Detection: Check whether the relevant government data source is still publishing. Consult the Institutional Reliability Index for the agency and function. Identify whether the claim depends on the data gap. Consult alternative data sources: international equivalents, state-level programs, academic research, independent monitoring systems.

Consequence: The data gap is acknowledged but does not create a presumption either way. Alternative sources (comparison anchors from the IRI) are consulted to fill the gap.

11. Institutional Capture

Pattern: A formerly reliable institution’s output has been compromised by political interference, defunding, or leadership replacement. The institution’s historical reputation is exploited to lend credibility to its compromised current output.

Detection: Consult the Institutional Reliability Index for a per-agency, per-function assessment. Check for observable degradation indicators: personnel changes, funding cuts, policy directives overriding scientific assessment, unprecedented breaks with peer institutions.

Consequence: The institution’s effective tier is downgraded on affected topics. Comparison anchors - independent sources that can verify the same claims - are consulted as primary sources, with appropriate confidence ceilings, instead.

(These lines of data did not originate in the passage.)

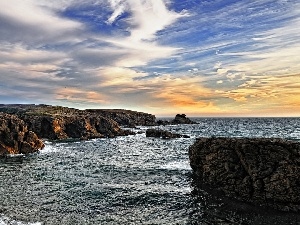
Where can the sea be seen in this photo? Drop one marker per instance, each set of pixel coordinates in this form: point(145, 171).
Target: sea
point(131, 180)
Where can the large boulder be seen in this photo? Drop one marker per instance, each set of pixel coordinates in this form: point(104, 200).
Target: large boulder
point(126, 117)
point(182, 119)
point(257, 170)
point(15, 138)
point(158, 133)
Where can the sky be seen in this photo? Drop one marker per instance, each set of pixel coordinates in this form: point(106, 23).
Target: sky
point(198, 57)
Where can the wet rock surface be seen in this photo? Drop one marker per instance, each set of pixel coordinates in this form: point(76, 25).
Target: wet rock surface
point(158, 133)
point(15, 138)
point(126, 117)
point(179, 119)
point(257, 170)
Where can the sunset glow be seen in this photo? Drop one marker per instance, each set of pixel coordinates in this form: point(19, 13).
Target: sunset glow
point(201, 58)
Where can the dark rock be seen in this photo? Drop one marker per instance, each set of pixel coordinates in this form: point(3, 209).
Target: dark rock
point(126, 117)
point(15, 138)
point(179, 119)
point(163, 134)
point(56, 122)
point(257, 170)
point(182, 119)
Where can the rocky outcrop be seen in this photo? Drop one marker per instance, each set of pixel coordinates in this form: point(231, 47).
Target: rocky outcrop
point(257, 170)
point(182, 119)
point(79, 126)
point(179, 119)
point(126, 117)
point(157, 133)
point(56, 122)
point(15, 138)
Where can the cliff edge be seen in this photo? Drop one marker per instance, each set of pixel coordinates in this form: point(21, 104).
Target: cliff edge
point(258, 170)
point(15, 138)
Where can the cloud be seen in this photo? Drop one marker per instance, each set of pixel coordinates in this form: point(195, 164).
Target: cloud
point(34, 22)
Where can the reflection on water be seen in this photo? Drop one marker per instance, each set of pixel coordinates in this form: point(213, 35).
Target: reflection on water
point(129, 180)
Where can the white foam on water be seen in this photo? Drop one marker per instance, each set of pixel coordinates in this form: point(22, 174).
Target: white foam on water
point(49, 148)
point(176, 165)
point(7, 221)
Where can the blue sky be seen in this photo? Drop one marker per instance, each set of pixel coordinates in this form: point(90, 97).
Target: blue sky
point(202, 58)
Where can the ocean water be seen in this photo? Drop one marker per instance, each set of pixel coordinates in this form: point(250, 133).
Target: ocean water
point(130, 180)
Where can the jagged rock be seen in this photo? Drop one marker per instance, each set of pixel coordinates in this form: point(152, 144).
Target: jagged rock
point(126, 117)
point(163, 134)
point(182, 119)
point(258, 170)
point(179, 119)
point(74, 126)
point(56, 122)
point(15, 138)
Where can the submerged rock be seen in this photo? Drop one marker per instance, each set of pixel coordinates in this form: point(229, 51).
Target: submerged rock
point(15, 138)
point(257, 170)
point(163, 134)
point(126, 117)
point(179, 119)
point(182, 119)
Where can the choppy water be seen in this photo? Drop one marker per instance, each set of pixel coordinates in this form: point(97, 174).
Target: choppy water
point(129, 180)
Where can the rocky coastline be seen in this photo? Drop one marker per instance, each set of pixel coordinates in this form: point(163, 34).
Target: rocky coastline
point(15, 138)
point(256, 170)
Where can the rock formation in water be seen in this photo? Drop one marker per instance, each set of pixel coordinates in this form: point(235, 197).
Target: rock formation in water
point(257, 170)
point(182, 119)
point(157, 133)
point(126, 117)
point(56, 122)
point(179, 119)
point(15, 138)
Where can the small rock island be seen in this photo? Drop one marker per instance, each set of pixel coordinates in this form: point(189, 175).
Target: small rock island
point(257, 170)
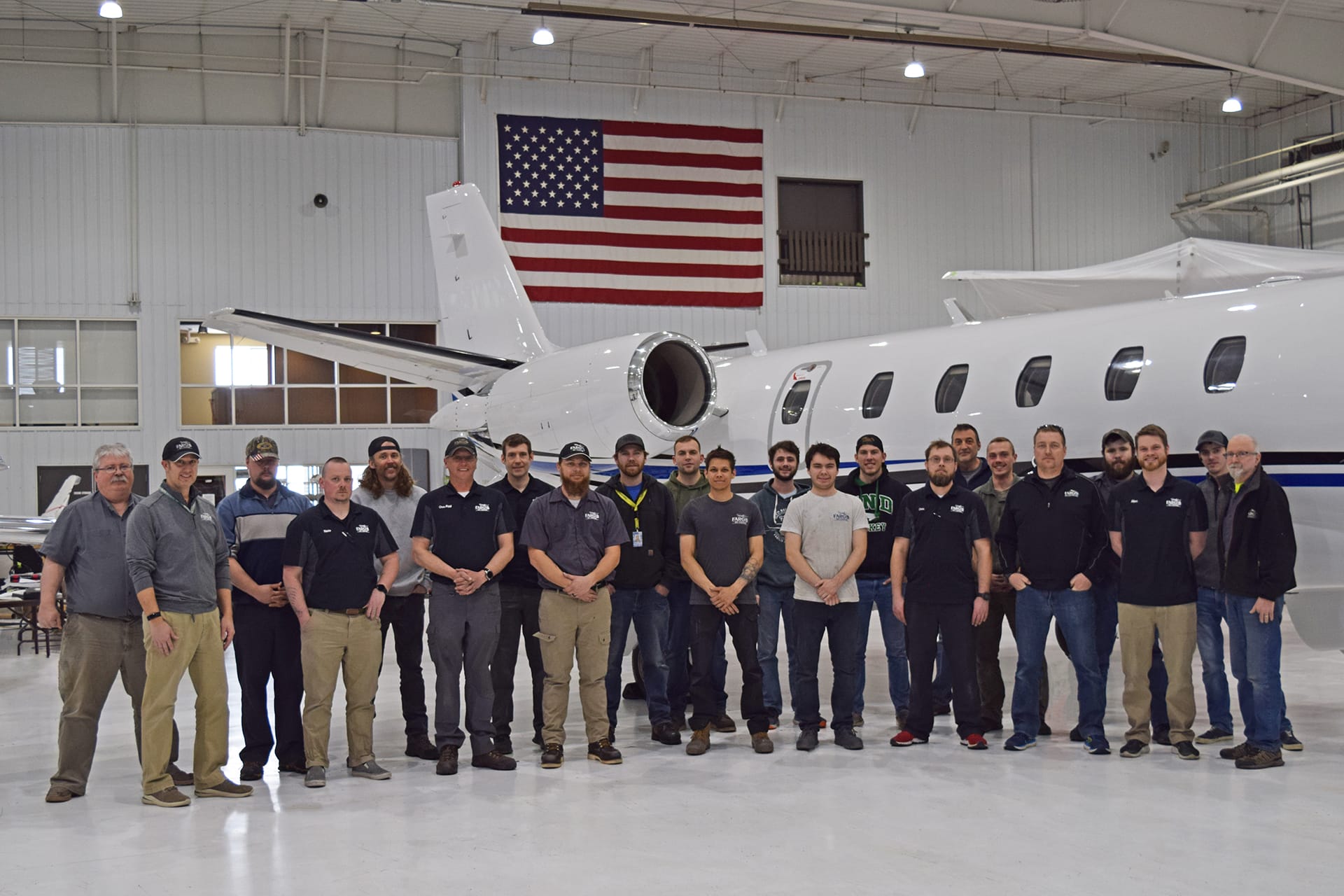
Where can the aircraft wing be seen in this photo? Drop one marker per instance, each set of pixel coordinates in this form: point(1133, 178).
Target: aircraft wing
point(398, 358)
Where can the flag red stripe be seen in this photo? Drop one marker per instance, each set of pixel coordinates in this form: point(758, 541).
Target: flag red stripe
point(690, 187)
point(682, 132)
point(702, 216)
point(635, 269)
point(631, 241)
point(644, 298)
point(680, 159)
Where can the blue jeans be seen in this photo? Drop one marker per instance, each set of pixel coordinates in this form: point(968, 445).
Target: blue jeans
point(1256, 648)
point(873, 592)
point(776, 602)
point(1211, 608)
point(676, 650)
point(1075, 613)
point(650, 612)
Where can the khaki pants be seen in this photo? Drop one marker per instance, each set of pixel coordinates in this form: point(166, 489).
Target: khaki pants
point(1176, 628)
point(93, 652)
point(571, 626)
point(334, 643)
point(198, 652)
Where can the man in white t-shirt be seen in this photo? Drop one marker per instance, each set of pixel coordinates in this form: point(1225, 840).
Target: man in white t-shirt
point(825, 538)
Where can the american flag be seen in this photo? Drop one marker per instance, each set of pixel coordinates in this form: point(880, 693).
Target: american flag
point(628, 213)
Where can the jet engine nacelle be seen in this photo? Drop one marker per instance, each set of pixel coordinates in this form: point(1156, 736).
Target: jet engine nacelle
point(662, 384)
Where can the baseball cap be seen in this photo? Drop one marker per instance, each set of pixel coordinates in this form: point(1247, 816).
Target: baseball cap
point(181, 448)
point(575, 449)
point(1217, 437)
point(384, 444)
point(460, 444)
point(261, 448)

The Institutional Reliability Index

The IRI provides per-agency, per-function reliability assessments. Each entry includes:

  • Degradation level (0-4): 0 = nominal, 1 = watch, 2 = significant concerns, 3 = compromised, 4 = non-functional
  • Observable indicators: Specific, documented events supporting the assessment
  • Effective tier: What tier the agency’s output should be treated as on affected topics
  • Comparison anchors: Independent sources that can verify the same claims

The IRI is designed to be updated as institutional conditions change. An agency that recovers independence can be upgraded; an agency that degrades further can be downgraded. The assessment is per-function; an agency may remain reliable for routine data while being compromised on politically sensitive topics.

The IRI currently covers US federal agencies. International institutions (TurkStat, China NBS) were also assessed in the GTS-C validation.